Some of it may be hang-ups or traditionalist bravado.  But realistically, some of it is a reasonable response to the the not uncommon absurdity with which technology is pitched.

Have you seen this video for example?  Presumably a satirical look at technology in advertising, it highlights precisely why folks that make real stuff on real machines in real factories are dubious of marketing technology.

After all....
"Who needs a freakin' idea these days when you've got an awesome piece of tech?"
And with "game changers" coming at a blistering pace....

Anyway, it's easy to understand why the decision makers in B2B manufacturing companies are skeptical of industrial marketing buzz.

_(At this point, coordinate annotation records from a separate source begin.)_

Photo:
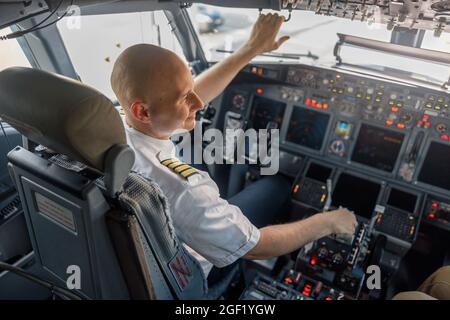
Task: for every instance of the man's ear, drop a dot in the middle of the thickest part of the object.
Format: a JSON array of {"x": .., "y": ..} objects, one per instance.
[{"x": 140, "y": 111}]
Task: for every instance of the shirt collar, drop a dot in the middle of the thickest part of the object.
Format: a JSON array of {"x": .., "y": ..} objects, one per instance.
[{"x": 164, "y": 147}]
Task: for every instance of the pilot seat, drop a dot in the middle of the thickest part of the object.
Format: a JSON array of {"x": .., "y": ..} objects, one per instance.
[{"x": 88, "y": 215}]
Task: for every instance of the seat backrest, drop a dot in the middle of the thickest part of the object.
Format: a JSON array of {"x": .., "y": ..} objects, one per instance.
[{"x": 86, "y": 214}]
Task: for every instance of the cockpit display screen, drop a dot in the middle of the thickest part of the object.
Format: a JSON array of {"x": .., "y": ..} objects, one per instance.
[
  {"x": 377, "y": 148},
  {"x": 307, "y": 128},
  {"x": 436, "y": 166},
  {"x": 266, "y": 111},
  {"x": 356, "y": 194}
]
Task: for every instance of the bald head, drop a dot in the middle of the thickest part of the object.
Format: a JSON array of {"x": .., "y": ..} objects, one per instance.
[
  {"x": 156, "y": 90},
  {"x": 145, "y": 72}
]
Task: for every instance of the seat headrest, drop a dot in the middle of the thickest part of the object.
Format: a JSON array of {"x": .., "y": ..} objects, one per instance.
[{"x": 62, "y": 114}]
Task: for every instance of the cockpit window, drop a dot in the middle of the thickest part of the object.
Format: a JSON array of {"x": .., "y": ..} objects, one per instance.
[
  {"x": 11, "y": 54},
  {"x": 222, "y": 30},
  {"x": 94, "y": 42}
]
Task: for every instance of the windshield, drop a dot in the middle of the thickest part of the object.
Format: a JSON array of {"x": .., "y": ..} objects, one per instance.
[
  {"x": 225, "y": 29},
  {"x": 11, "y": 54},
  {"x": 95, "y": 44}
]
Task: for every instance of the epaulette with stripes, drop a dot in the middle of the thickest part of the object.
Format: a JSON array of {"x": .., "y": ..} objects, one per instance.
[{"x": 179, "y": 167}]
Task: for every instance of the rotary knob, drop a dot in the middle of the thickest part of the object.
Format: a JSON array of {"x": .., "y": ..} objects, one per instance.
[
  {"x": 337, "y": 259},
  {"x": 337, "y": 147},
  {"x": 322, "y": 253}
]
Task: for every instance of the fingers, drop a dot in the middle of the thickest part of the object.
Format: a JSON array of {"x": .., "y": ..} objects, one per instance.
[{"x": 282, "y": 40}]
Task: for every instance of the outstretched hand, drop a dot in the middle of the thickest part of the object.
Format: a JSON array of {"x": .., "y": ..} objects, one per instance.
[{"x": 264, "y": 34}]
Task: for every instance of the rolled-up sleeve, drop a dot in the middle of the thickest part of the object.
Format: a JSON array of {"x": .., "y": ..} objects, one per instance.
[{"x": 212, "y": 227}]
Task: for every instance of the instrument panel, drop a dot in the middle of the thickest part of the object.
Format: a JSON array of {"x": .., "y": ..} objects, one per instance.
[{"x": 393, "y": 137}]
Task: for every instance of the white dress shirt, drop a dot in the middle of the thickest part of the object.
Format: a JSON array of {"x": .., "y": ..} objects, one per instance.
[{"x": 212, "y": 230}]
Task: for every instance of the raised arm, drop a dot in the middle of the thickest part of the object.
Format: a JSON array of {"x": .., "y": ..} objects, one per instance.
[
  {"x": 278, "y": 240},
  {"x": 213, "y": 81}
]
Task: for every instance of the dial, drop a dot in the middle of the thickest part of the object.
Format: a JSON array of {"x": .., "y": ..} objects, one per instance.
[{"x": 239, "y": 102}]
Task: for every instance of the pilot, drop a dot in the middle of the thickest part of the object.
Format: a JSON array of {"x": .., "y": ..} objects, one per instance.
[{"x": 159, "y": 96}]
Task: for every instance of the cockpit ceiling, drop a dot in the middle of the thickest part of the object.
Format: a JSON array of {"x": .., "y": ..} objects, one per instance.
[{"x": 411, "y": 14}]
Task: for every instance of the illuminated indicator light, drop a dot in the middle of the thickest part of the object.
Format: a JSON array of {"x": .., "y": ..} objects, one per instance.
[
  {"x": 288, "y": 280},
  {"x": 307, "y": 290}
]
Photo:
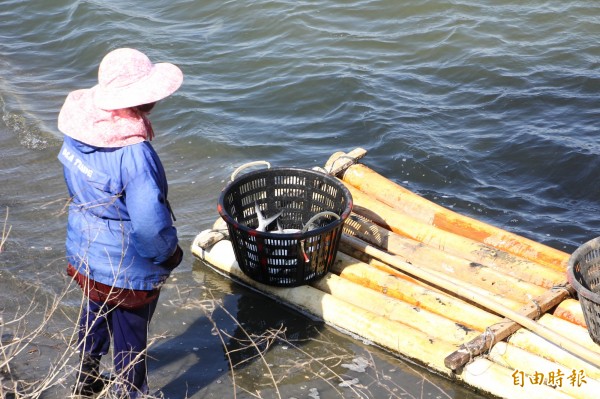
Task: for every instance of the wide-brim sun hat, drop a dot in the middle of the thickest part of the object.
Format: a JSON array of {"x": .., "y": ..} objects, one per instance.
[
  {"x": 103, "y": 116},
  {"x": 127, "y": 78}
]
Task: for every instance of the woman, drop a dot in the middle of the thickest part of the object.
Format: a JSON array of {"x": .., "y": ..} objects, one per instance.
[{"x": 121, "y": 243}]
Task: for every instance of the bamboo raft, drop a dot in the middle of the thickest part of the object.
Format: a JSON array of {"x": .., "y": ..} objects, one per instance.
[{"x": 467, "y": 300}]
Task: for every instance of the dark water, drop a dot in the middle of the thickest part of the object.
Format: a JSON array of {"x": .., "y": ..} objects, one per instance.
[{"x": 488, "y": 107}]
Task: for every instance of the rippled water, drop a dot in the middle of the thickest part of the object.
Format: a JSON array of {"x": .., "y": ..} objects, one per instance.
[{"x": 487, "y": 107}]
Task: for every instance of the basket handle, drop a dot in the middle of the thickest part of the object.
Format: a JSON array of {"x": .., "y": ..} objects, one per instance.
[
  {"x": 247, "y": 165},
  {"x": 318, "y": 216}
]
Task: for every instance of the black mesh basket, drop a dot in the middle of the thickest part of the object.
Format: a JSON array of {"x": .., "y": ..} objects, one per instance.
[
  {"x": 583, "y": 274},
  {"x": 288, "y": 253}
]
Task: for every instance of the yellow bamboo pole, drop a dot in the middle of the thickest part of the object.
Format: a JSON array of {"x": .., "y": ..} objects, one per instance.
[
  {"x": 447, "y": 242},
  {"x": 394, "y": 336},
  {"x": 460, "y": 289},
  {"x": 429, "y": 323},
  {"x": 513, "y": 285},
  {"x": 398, "y": 197},
  {"x": 407, "y": 290}
]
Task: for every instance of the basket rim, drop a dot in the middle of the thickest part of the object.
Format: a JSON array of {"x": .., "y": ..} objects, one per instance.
[
  {"x": 283, "y": 236},
  {"x": 573, "y": 259}
]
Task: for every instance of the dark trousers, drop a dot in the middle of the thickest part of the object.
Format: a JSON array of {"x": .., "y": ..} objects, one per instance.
[{"x": 129, "y": 331}]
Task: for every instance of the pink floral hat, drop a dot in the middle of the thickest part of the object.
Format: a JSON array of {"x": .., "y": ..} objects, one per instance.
[{"x": 102, "y": 116}]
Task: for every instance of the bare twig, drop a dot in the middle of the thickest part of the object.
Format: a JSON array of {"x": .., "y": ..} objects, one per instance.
[{"x": 5, "y": 231}]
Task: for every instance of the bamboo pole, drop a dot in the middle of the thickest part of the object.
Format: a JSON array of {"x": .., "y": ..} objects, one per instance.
[
  {"x": 499, "y": 332},
  {"x": 513, "y": 284},
  {"x": 397, "y": 337},
  {"x": 507, "y": 300},
  {"x": 432, "y": 324},
  {"x": 450, "y": 243},
  {"x": 416, "y": 294},
  {"x": 459, "y": 289},
  {"x": 398, "y": 197}
]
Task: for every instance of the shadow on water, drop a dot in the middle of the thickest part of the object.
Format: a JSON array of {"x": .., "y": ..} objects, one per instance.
[{"x": 275, "y": 351}]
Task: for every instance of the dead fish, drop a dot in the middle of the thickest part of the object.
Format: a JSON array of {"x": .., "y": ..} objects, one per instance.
[{"x": 264, "y": 222}]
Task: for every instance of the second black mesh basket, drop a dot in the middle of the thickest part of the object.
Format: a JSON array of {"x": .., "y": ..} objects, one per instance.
[
  {"x": 289, "y": 252},
  {"x": 583, "y": 273}
]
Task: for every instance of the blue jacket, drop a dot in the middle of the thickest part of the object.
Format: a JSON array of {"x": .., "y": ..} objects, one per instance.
[{"x": 120, "y": 231}]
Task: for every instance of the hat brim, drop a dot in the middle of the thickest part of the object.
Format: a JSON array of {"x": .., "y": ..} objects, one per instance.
[{"x": 164, "y": 80}]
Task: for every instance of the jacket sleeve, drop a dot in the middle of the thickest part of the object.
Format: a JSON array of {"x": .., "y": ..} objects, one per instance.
[{"x": 153, "y": 233}]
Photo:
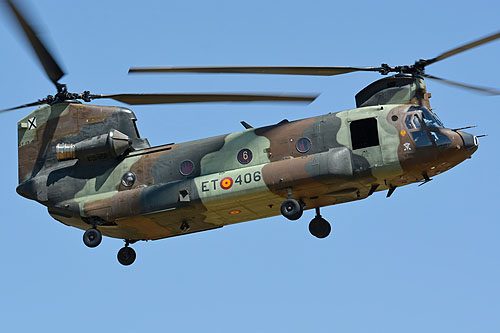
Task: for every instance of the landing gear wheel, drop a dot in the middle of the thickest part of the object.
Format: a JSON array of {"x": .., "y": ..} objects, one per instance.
[
  {"x": 126, "y": 256},
  {"x": 291, "y": 209},
  {"x": 92, "y": 237},
  {"x": 319, "y": 227}
]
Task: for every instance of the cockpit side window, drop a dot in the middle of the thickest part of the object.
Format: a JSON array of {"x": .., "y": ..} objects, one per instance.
[
  {"x": 408, "y": 122},
  {"x": 364, "y": 133},
  {"x": 428, "y": 117}
]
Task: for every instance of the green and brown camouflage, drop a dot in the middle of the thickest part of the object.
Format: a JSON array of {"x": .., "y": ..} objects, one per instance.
[{"x": 91, "y": 168}]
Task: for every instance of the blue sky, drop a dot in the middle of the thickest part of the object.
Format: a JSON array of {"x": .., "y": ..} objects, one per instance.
[{"x": 427, "y": 259}]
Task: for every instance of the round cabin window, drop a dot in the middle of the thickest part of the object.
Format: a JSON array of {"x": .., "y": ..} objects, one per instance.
[
  {"x": 128, "y": 179},
  {"x": 303, "y": 145},
  {"x": 186, "y": 168},
  {"x": 245, "y": 156}
]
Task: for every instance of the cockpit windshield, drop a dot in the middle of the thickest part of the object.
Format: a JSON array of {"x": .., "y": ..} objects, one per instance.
[{"x": 428, "y": 117}]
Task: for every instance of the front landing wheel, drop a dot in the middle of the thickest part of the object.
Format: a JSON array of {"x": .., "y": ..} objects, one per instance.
[
  {"x": 92, "y": 237},
  {"x": 126, "y": 256},
  {"x": 319, "y": 227}
]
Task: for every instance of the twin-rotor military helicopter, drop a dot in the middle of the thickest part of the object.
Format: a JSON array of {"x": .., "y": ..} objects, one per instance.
[{"x": 88, "y": 165}]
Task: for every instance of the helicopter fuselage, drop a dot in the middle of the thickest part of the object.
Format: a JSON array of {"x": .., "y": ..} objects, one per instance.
[{"x": 69, "y": 162}]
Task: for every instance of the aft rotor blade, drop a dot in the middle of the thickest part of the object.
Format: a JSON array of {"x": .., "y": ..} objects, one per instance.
[
  {"x": 54, "y": 72},
  {"x": 463, "y": 48},
  {"x": 293, "y": 70},
  {"x": 143, "y": 99},
  {"x": 23, "y": 106},
  {"x": 483, "y": 90}
]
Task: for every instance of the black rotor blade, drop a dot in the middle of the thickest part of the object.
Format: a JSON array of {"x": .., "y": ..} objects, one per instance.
[
  {"x": 292, "y": 70},
  {"x": 143, "y": 99},
  {"x": 463, "y": 48},
  {"x": 483, "y": 90},
  {"x": 23, "y": 106},
  {"x": 54, "y": 72}
]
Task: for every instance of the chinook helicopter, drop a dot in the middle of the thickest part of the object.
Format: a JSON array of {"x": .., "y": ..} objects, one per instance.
[{"x": 89, "y": 166}]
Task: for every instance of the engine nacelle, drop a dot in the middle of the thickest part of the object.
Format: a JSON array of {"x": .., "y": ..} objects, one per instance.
[{"x": 101, "y": 147}]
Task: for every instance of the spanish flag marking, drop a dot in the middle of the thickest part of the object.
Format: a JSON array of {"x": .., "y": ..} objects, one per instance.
[{"x": 226, "y": 183}]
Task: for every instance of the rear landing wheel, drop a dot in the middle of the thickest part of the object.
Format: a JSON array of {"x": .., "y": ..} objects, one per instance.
[
  {"x": 92, "y": 237},
  {"x": 126, "y": 256},
  {"x": 319, "y": 227}
]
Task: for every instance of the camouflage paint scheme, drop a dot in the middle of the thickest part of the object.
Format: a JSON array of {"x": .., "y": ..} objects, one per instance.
[{"x": 84, "y": 193}]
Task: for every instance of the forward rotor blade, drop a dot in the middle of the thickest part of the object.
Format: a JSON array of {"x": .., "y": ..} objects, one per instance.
[
  {"x": 54, "y": 72},
  {"x": 463, "y": 48},
  {"x": 23, "y": 106},
  {"x": 143, "y": 99},
  {"x": 483, "y": 90},
  {"x": 325, "y": 71}
]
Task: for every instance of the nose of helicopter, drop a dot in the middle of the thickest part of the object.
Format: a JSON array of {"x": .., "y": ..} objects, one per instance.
[{"x": 470, "y": 142}]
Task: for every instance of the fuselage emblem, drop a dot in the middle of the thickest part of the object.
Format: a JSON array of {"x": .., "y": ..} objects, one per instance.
[{"x": 226, "y": 183}]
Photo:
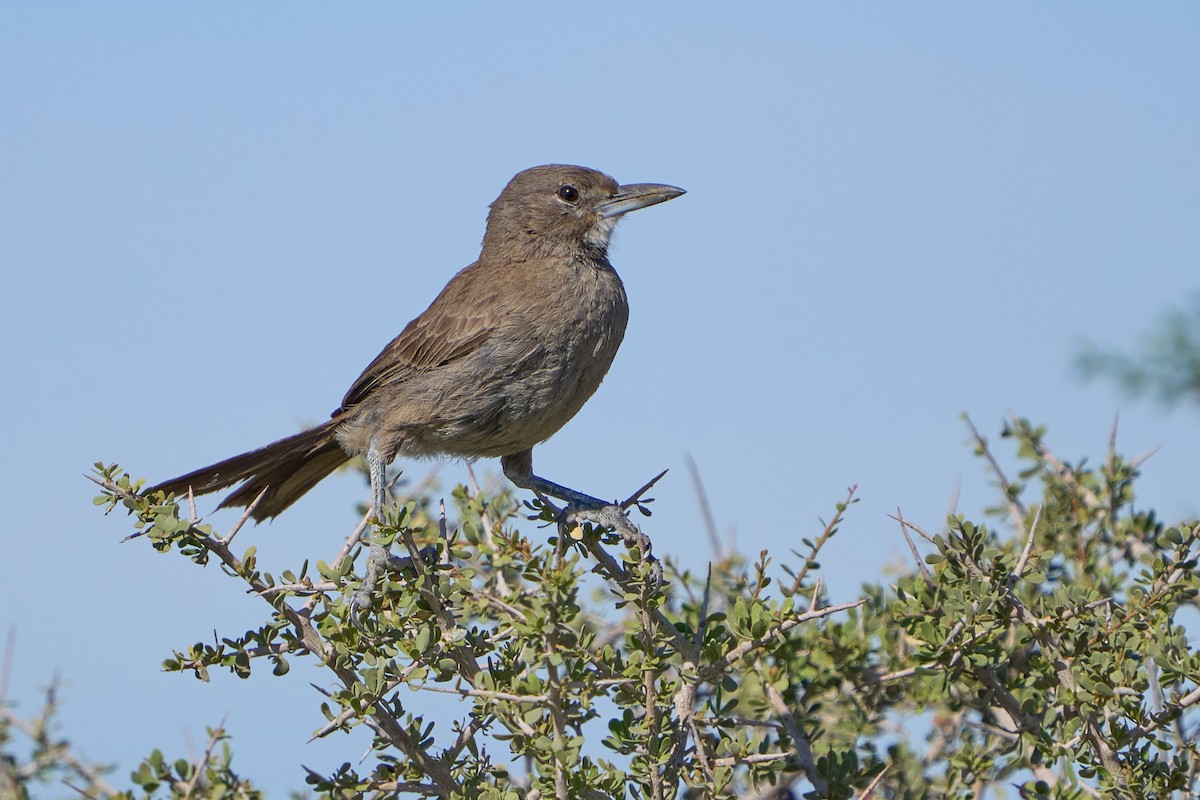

Throwing the baby out with the bathwater

Unfortunately that understandable response costs them growth.  Some (even much) technology offers real value.  Here are a couple examples - albeit ones that are often derided by the blackberry brandishing titans of industry.

Video - I've written about it here before in the context of avoiding overproduction.  And I've also covered the importance of providing marketing content across channels to satisfy buyers with various preferences (not everyone just wants to read whitepapers like you do!)  I've even touched on the challenge facing middle aged B2B manufacturing company execs trying to empathize with the millennial engineers that they need to sell to.  Well, tying all those points together is a recent article from WARC.  

"Online video key to reach millennials"

screams the headline

But sadly many companies miss this opportunity because online video gets lumped together with other less valuable bits of marketing tech.

Adobe Content Marketing Institute report on webinars for B2B MarketingWebinars - It's amazing how often someone says "I would never waste an hour sitting through one of those things!  Don't tell me people really watch those."  (Normally while they caress their blackberry.....)

But guess what - people do sit through them.  And they value them!

In fact, a recent study conducted by Adobe and the Content Marketing Institute finds that webinars offer enormous value (and growing - for those that engage expertly and creatively.)
"Overall, the survey results pointed to a very clear trend: Content marketers who are finding success with webinars are broadening the scope of how they use them and are applying them across the full spectrum of the buyer’s journey."

Discerning the inane from the valuable

How can companies leverage the technology that works without wasting resources on the absurd?  That's part of the role of good partners.  Capable marketing advisors who have owned businesses, have deep experience in B2B manufacturing, and have extensive experience selling to the right buyers will survey and monitor evolving tech.  They'll intuitively recognize tools that can be productively used while avoiding the gimmicks.

And they'll design the manufacturing companies' B2B marketing programs to integrate those tools where appropriate.

Put a different way, as the owner of a manufacturing business you don't have to worry about technology!  Your choices are simpler:
  1. Growth or stagnation
  2. If growth, then marketing with Outside Expertise or a DiY program
  3. If outside expertise, then B2B business people or marketing agencies amped up on technology
Seems like a straightforward choice, don't you think?